Entsprechend diesem Vorgang ist auch das Lagerspiel MT für Materialien/Teile definiert. Dazu sind die für eine Sequenz erforderlichen Materialien und Vorprodukte zunächst in dem Beziehungstyp Reservierung erfaßt, der eine n:m-Beziehung zwischen Lagerbestand und Sequenz bildet. Die Auffassung der reservierten Komponenten wird über Lagerspiel MT als Beziehung zwischen dem uminterpretierten Entitytyp Reservierung und der Zeit gebildet. Die Lagerspiele lassen sich zu Fahrplänen zusammenstellen.

Für das Transportsystem wird zunächst der Entitytyp Station eingeführt. Er ist über Zuordnungsbeziehungen mit Betriebsmittel und Lagerort verbunden. Ein spezieller Transportvorgang stellt eine Beziehung zwischen zwei Stationen dar. Hierbei lassen sich jeweils die "Von"- und "Nach"-Transporte einer Station unterscheiden. Daraus entsteht die n:m-Beziehung Transport.

Da man eine Sequenz nach ihrer Fertigstellung in ein Lagersystem einbetten kann, wird der Standort der Sequenz durch eine n:m-Beziehung zwischen Lagerbestand MT und Sequenz ausgedruckt. Durch die n:m-Beziehung ist es möglich, Teilmengen einer Sequenz einzulagern und diese für die Weiterverarbeitung zu identifizieren.

Sequenzen in Teilladungen transportieren

Auch können Sequenzen in Teilladungen als geschlossene Posten transportiert werden. Dieser Vorgang ist als Beziehungstyp Teilladung zwischen Transport und Sequenz definiert. Die Transporte einer bestimmten Periode lassen sich in dem Fahrplan hierarchisch zusammenfassen.

Die in der organisatorischen Einheit verwalteten Prüfpläne zur Qualitätssicherung sind in dem Entitytyp Prüfplan erfaßt und mit den Teilen verbunden, Die angewandten Prüfverfahren bilden den Entitytyp Prüfverfahren, der in Kombination mit dem Prüfplan den Entitytyp Prüfvorschrift ergibt.

Die Datenstruktur zur Instandhaltung knüpft an den Betriebsmitteln an. Ihnen sind die Ersatzteile (Maschinenbelegung) zugeordnet.
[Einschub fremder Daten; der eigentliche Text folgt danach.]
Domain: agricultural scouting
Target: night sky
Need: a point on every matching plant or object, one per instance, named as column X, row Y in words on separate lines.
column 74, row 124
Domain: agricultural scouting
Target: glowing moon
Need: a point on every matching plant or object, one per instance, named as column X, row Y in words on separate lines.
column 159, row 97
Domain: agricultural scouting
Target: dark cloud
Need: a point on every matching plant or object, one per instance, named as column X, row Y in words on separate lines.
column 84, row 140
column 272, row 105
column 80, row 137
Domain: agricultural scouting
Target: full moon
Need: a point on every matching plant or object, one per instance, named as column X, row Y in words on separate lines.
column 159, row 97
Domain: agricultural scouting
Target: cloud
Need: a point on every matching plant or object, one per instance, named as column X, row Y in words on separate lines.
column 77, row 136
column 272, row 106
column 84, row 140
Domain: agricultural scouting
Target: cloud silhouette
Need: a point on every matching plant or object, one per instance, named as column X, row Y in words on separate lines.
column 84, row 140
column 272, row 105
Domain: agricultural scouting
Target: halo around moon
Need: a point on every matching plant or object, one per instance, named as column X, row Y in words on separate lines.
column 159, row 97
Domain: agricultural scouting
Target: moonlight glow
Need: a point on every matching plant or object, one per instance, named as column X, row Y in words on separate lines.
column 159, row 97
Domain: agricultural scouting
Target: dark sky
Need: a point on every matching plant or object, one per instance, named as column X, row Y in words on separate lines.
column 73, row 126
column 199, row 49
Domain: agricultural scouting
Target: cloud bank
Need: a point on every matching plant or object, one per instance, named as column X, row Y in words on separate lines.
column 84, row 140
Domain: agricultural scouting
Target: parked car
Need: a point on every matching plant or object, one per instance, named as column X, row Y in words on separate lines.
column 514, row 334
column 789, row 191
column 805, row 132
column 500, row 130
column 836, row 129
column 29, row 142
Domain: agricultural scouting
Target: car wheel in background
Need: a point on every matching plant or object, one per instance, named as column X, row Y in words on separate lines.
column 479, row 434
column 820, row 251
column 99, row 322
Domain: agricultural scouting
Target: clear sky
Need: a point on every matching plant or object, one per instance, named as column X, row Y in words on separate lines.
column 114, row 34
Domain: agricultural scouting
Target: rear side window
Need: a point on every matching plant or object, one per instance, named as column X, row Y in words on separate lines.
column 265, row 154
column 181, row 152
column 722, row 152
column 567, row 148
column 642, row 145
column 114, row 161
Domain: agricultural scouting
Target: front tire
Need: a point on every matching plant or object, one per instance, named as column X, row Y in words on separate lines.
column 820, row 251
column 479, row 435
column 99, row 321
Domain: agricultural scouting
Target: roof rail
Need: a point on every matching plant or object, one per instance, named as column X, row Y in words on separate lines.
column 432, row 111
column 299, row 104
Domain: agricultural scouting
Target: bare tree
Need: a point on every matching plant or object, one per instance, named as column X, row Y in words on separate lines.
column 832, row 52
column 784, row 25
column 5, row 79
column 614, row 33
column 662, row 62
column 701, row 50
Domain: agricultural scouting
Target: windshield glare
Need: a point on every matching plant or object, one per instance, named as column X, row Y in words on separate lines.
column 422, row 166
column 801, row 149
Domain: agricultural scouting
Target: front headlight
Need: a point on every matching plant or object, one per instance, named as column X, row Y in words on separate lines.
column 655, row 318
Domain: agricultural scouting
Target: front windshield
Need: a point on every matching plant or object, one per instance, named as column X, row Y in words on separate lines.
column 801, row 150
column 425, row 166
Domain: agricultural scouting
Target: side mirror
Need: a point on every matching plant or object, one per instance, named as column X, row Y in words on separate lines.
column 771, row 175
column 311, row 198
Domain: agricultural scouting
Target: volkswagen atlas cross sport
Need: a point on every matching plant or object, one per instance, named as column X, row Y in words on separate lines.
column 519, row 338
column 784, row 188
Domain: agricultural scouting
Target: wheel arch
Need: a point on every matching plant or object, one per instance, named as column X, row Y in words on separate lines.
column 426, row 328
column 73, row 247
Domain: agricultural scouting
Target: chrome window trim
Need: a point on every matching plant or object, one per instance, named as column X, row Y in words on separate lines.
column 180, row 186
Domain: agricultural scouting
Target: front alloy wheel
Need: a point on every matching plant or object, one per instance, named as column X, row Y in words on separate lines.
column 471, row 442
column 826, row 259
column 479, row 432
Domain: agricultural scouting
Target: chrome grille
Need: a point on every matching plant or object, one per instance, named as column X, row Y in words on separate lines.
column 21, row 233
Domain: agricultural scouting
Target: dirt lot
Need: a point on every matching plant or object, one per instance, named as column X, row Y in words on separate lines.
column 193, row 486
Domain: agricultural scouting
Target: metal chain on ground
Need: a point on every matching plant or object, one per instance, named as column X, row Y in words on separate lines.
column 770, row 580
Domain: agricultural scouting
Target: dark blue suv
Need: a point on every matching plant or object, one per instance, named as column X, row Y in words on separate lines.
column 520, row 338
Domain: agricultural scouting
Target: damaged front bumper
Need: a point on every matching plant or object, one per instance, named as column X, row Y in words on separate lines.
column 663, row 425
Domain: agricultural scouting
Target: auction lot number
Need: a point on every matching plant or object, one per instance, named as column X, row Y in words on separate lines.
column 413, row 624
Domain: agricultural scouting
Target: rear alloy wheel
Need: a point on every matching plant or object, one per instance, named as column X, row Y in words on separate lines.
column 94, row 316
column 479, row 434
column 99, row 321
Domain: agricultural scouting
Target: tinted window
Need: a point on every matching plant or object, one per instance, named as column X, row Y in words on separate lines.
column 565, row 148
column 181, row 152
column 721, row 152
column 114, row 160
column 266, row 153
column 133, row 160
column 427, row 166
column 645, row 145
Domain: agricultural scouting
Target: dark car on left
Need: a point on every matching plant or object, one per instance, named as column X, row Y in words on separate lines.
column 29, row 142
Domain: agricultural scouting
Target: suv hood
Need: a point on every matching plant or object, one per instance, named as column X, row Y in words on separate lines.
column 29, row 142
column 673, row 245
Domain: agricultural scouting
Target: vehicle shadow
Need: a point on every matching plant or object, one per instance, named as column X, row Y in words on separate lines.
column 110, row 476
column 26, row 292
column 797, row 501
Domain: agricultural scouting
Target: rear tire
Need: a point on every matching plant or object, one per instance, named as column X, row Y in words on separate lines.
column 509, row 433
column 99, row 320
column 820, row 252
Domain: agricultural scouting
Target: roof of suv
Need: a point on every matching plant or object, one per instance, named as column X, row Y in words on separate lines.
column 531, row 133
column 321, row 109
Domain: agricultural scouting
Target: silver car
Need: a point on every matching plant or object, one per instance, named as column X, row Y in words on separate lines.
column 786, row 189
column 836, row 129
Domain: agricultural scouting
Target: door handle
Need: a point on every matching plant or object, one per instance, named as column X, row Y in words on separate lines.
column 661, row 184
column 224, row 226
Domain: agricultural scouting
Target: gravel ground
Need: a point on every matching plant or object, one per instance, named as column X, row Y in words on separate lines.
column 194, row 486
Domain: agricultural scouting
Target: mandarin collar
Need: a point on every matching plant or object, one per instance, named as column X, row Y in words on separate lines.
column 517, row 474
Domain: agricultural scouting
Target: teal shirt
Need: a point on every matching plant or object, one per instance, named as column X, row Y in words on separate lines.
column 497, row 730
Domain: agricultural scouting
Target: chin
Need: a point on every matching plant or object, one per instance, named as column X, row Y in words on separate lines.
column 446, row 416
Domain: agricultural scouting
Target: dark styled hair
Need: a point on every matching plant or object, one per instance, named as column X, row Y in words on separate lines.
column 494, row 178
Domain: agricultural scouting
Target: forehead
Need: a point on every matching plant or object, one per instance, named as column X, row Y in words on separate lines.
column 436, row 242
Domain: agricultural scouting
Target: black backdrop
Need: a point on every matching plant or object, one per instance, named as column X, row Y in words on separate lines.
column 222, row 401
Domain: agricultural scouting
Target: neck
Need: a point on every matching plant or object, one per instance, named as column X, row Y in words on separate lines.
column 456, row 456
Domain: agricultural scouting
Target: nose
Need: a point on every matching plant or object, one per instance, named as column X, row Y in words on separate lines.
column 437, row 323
Die "Stücklistenstruktur" komplexen Ersatzteile wird durch die Beziehung Struktur abgebildet. Der Instandhaltungsauftrag bildet eine n:m-Beziehung zwischen Maschinenteil und Zeit.

Enge Anbindung an Realtime-Prozesse

Die konstruierte Datenstruktur umfaßt eine Vielzahl der in der Realität auftretenden Datenbeziehungen. Durch die zentrale Einbindung des Entitytyps Zeit wird ihre hervorstechende Bedeutung für die kurzfristige Steuerung betont. Gleichzeitig kommt hierdurch auch eine enge Anbindung an Realtime-Prozesse mit ihren hardware- und softwaremäßigen Konsequenzen zum Ausdruck.

Einige Entities und Beziehungen besitzen nur eine kurzlebige Bedeutung und können kurz nach ihrer Bearbeitung wieder gelöscht werden. Dieses gilt insbesondere für die Transport- und Lagervorgänge.

Bei der Konstruktion stehen die Grade der Beziehungen nicht jedesmal zur Diskussion an. Die in der Abbildung eingetragenen Grade (1:n, n:m, ... ) sind aber leicht zu interpretieren.

*Dr. August-Wilhelm Scheer ist Professor am Institut für Wirtschaftsinformatik an der Universität des Saarlandes, Saarbrücken.